Horribly designed or no, there are docs succeeding on it. I am just not one of them. Interestingly, last November I attended a user's group meeting of other physicians and practices who have adopted this system and spoke at length to one of the superstar physician users of it in a New York State practice. I also spoke at length to the actual physician DESIGNER of the system. Both of them heard how I was asked to use it and both shook their heads to say that the system was NOT designed for real-time capture of information in the way my practice intends for it to be done - in fact, the system designer offered our practice a free two-hour solutions session to see how the modules could be customized for easier face-to-face use, and the management DECLINED to take him up on his offer (too busy to spend time customizing the modules!).

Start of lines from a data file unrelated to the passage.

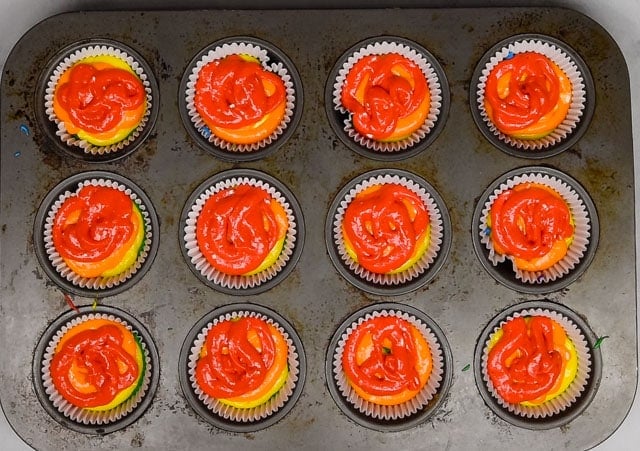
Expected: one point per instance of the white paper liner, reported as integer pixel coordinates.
(566, 64)
(435, 236)
(581, 235)
(96, 283)
(236, 48)
(407, 408)
(435, 92)
(200, 262)
(76, 57)
(563, 400)
(86, 416)
(273, 404)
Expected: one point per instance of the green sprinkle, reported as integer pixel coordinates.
(599, 341)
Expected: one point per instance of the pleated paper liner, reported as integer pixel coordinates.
(580, 111)
(424, 270)
(240, 284)
(232, 418)
(418, 141)
(402, 416)
(53, 264)
(579, 254)
(564, 408)
(273, 60)
(85, 420)
(55, 128)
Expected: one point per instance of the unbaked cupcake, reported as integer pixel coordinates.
(243, 339)
(389, 93)
(240, 230)
(531, 92)
(538, 222)
(100, 98)
(388, 364)
(97, 231)
(240, 95)
(388, 228)
(96, 369)
(536, 363)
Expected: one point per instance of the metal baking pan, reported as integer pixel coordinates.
(315, 164)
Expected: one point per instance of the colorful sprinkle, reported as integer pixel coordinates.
(70, 303)
(599, 341)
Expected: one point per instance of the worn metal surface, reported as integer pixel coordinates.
(314, 164)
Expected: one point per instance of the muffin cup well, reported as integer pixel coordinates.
(580, 110)
(562, 409)
(231, 418)
(273, 60)
(52, 262)
(580, 252)
(84, 420)
(340, 118)
(56, 130)
(410, 413)
(239, 284)
(425, 268)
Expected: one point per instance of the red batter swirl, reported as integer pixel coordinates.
(237, 228)
(232, 365)
(97, 354)
(391, 366)
(533, 91)
(96, 99)
(383, 226)
(230, 92)
(527, 220)
(523, 364)
(91, 225)
(379, 95)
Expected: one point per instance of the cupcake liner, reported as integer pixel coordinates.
(77, 56)
(566, 63)
(422, 60)
(399, 411)
(436, 232)
(564, 400)
(96, 283)
(582, 228)
(86, 416)
(238, 282)
(276, 67)
(236, 414)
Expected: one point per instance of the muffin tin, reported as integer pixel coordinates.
(314, 164)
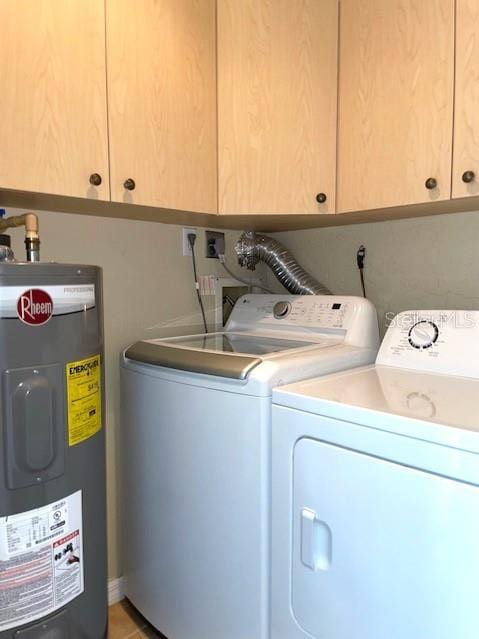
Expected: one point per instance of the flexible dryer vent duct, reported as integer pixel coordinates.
(252, 248)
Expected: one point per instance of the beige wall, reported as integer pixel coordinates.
(430, 262)
(423, 263)
(148, 290)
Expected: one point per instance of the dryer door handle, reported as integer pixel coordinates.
(316, 541)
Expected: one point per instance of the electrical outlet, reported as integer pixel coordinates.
(186, 244)
(215, 244)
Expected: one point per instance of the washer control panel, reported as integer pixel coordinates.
(445, 342)
(294, 311)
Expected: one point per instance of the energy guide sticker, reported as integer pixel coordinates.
(41, 561)
(83, 399)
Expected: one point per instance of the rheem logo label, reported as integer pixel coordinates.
(35, 307)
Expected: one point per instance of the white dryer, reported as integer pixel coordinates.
(196, 422)
(375, 500)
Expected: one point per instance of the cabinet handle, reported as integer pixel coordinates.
(95, 179)
(321, 198)
(468, 176)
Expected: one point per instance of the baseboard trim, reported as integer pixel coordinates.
(115, 591)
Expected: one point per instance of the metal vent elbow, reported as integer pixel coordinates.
(252, 248)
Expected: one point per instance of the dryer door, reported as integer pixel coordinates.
(381, 550)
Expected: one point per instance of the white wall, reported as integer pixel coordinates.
(422, 263)
(148, 291)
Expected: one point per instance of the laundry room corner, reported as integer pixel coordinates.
(427, 262)
(149, 291)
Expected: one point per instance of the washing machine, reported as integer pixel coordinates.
(196, 424)
(375, 491)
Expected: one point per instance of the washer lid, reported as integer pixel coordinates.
(207, 362)
(229, 354)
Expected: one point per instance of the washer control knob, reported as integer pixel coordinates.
(423, 334)
(281, 309)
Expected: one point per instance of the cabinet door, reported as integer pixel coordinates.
(162, 102)
(277, 87)
(53, 117)
(465, 175)
(395, 102)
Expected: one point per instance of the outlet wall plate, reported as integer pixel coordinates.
(186, 245)
(215, 244)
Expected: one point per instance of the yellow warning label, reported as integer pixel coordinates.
(83, 399)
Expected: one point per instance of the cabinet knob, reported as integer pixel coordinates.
(95, 179)
(468, 176)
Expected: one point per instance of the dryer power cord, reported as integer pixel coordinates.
(191, 242)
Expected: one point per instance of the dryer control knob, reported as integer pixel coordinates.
(423, 334)
(281, 309)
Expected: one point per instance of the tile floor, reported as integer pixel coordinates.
(126, 623)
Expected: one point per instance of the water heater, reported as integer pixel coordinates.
(52, 453)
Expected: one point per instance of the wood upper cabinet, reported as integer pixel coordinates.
(465, 170)
(277, 87)
(395, 102)
(162, 103)
(53, 113)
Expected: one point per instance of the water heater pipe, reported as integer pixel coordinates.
(32, 237)
(252, 248)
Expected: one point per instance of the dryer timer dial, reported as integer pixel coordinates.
(423, 334)
(281, 309)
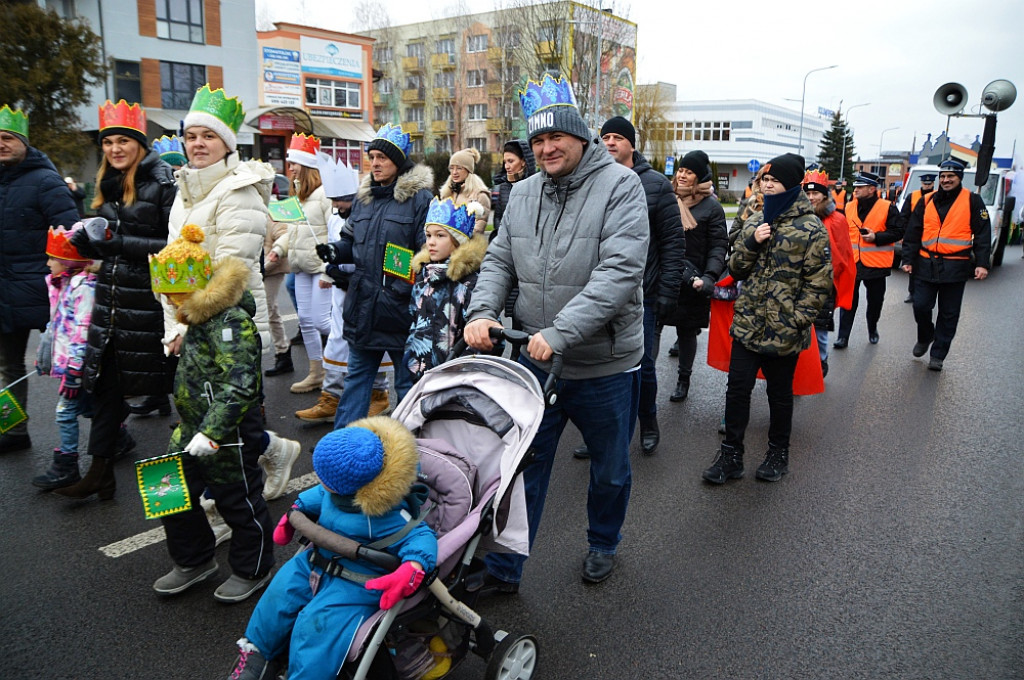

The point is that since the maximum number of docs in our practice HAVE adapted (no matter the compromises to their level of prior detail), I am the odd man (woman) out and thus require an extra level of "coddling" to get me in line. I am not very good at capitulating to the demand that I decrease the amount of information to input, given what I USED to be able to capture that served me well later in case I needed to rely on prior observations important to document at the time. In fact, I have already been subpoenaed in one Worker's Comp hearing that focused on what was recorded on the electronic document compared to what was actually told to me by the defendant. There were gaps and I was asked about why I had not recorded in greater detail what she'd said 6 months before. That was hard to defend - it could only be said that I had recorded what I deemed the essential complaint she had at that time despite all the other level of detail she says she'd gone into. And the management of my practice KNOWS about this instance yet still demands EMR data entry from each of the docs in spite of its potential for deficiencies or incompleteness.

The newest doc in the practice who has already adapted to EMR freely admits that he does not record info for future reference. He says he will just "reconstruct" the history from hearing about how the patient is doing weeks to months later. I don't think I want to rely on my memory to be able to do this, nor do I believe I would be any faster at trying to do this than if I'd written it down timely and in full. Yet he is easily seeing his 23 patients a day and encoding at least 14 of them and leaving the office by 6:30pm - so however imperfectly, he is apparently doing it. He acknowledges that even if he shows me HOW he does, that I might not opt to mimic him if I would prefer to capture a greater level of detail. He is in no way a better, nor worse, physician than I am, but he has been able to record less because it suits his comfort level. It does not suit mine. And that fact alone may indeed spell the end of my present job.